Fine di un’era politica. Il M5s incorona Giuseppe Conte e archivia Beppe Grillo.
È un ‘addio’ sonoro quello che la comunità degli iscritti dà al suo fondatore. Il 63% dei militanti vota per abolire il ruolo del “garante”, rinunciando così a qualsiasi compromesso. È l’esito più netto e sorprendente di un’assemblea costituente che chiude una logorante guerra interna e cambia pelle al movimento. La base, a suon di click, decide di superare anche il limite del doppio mandato, storica bandiera pentastellata.

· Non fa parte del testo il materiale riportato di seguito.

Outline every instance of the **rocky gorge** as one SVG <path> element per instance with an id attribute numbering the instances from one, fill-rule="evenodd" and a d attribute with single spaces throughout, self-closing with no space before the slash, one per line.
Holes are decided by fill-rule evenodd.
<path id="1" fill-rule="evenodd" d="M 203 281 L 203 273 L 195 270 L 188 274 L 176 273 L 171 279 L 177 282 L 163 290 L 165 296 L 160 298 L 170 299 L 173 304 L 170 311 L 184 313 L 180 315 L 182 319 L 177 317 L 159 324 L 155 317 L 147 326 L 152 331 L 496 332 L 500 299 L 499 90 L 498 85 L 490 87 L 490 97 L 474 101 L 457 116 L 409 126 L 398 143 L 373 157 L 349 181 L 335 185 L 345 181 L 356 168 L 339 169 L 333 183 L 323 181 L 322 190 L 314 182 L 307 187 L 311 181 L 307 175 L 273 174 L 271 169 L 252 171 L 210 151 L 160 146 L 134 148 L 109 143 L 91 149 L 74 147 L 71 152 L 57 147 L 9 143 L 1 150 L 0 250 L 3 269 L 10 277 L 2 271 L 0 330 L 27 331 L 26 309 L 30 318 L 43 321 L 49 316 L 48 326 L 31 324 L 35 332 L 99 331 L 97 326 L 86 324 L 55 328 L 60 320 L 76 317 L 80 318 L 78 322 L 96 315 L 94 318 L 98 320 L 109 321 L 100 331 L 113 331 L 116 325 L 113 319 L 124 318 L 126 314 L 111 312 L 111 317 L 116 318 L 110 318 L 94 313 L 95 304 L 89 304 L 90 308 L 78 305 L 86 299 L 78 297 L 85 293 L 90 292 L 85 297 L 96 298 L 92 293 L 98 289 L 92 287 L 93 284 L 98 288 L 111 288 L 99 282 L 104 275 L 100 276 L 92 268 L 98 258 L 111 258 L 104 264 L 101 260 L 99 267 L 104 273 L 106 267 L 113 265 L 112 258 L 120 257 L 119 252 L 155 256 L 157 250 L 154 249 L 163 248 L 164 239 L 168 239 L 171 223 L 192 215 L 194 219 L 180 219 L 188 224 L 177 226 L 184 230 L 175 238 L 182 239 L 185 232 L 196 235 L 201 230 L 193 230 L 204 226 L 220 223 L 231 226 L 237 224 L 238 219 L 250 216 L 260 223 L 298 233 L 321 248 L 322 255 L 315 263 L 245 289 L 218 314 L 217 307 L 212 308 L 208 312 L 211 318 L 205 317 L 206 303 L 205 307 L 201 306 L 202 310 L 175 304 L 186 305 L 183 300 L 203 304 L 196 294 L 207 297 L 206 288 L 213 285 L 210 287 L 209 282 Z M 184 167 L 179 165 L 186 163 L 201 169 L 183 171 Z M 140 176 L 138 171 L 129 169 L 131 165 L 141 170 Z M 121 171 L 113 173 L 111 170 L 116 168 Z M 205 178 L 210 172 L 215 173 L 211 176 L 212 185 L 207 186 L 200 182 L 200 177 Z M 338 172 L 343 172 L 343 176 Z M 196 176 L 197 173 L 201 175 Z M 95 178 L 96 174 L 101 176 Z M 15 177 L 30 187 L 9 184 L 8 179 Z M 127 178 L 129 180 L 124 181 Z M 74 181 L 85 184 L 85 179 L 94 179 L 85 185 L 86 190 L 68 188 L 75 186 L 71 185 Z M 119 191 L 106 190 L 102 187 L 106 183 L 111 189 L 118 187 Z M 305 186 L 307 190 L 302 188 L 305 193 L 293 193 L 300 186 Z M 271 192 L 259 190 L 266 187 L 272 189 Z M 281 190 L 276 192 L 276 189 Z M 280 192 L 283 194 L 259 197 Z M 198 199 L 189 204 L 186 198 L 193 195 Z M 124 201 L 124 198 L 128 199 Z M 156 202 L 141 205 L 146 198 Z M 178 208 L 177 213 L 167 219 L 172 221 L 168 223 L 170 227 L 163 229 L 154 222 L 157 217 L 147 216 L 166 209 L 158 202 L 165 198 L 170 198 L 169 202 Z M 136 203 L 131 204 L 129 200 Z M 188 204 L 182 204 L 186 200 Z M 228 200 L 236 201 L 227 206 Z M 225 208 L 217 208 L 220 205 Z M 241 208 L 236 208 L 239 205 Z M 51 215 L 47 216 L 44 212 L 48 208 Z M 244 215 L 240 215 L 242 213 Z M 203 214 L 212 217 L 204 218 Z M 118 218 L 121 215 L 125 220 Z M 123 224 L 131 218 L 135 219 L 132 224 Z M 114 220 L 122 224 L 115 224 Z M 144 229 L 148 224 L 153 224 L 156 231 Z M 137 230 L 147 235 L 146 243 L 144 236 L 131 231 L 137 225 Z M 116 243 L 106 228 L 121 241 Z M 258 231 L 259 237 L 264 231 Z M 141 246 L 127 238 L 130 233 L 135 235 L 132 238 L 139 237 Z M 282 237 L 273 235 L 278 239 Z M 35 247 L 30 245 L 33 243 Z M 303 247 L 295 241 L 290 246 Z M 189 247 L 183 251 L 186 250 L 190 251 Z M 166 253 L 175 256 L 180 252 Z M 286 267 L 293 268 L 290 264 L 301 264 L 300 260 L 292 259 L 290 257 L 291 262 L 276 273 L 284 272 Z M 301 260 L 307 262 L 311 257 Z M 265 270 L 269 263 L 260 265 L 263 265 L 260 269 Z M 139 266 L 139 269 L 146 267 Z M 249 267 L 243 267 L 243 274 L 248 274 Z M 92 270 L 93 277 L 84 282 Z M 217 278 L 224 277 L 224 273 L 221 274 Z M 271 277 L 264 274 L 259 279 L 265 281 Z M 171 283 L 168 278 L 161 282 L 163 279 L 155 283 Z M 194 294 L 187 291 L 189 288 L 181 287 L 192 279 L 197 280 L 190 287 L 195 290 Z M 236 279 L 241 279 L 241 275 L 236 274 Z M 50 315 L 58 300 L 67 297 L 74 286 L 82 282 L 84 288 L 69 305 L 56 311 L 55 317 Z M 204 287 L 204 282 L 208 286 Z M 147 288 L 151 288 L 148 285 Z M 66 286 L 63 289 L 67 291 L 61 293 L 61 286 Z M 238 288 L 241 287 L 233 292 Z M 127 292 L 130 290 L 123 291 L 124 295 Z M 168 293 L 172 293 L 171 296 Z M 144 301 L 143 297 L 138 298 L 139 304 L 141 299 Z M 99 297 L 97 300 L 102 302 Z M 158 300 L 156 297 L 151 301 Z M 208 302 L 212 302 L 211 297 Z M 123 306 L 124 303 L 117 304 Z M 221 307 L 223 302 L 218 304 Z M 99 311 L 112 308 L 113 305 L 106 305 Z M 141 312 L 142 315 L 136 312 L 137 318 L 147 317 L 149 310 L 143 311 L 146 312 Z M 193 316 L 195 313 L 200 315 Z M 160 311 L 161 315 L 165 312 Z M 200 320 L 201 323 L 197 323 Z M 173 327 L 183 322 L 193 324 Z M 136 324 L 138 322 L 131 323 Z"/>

E dice ‘sì’ alle alleanze, purché legate a “un accordo programmatico preciso”. Con il voto dei quesiti sul posizionamento politico, inoltre, gli iscritti decidono di definirsi “progressisti indipendenti”.
Una mutazione, se non una completa rivoluzione, che dai vertici pentastellati è vissuta come “un momento storico”. Conte ha vinto la sfida della costituente, lanciata all’indomani della batosta delle europee, e vede approvata in pieno la sua linea politica.
“Tracciamo una nuova rotta, a dispetto delle scissioni e dei tradimenti”, dice trionfante nel suo intervento conclusivo. “Il fuoco è vivo, il M5s non sarà mai una timida brezza, ma un vento forte”, rilancia. Una bufera, invece, si abbatte sul garante, che si prepara a diventare ex: Beppe Grillo non si presenta a ‘Nova’, l’evento conclusivo dell’assemblea al palazzo dei congressi di Roma. E lascia il commento della giornata a una foto sul suo account Whatsapp: “Da francescani a gesuiti”, è la frase scritta accanto al ritratto di una reliquia di San Francesco.
L’esegesi è presto fatta tra i militanti presenti all’Eur: l’analogia è con la forza dirompente dei francescani, che Grillo identifica come il M5s delle origini. Ormai abbandonato nella virata verso un movimento gesuitico, “quindi partito dell’establishment”, come riflette qualcuno. Un passaggio definitivo, che Grillo fotografa con rabbia e delusione, dopo aver più volte annunciato “l’estinzione” del M5s.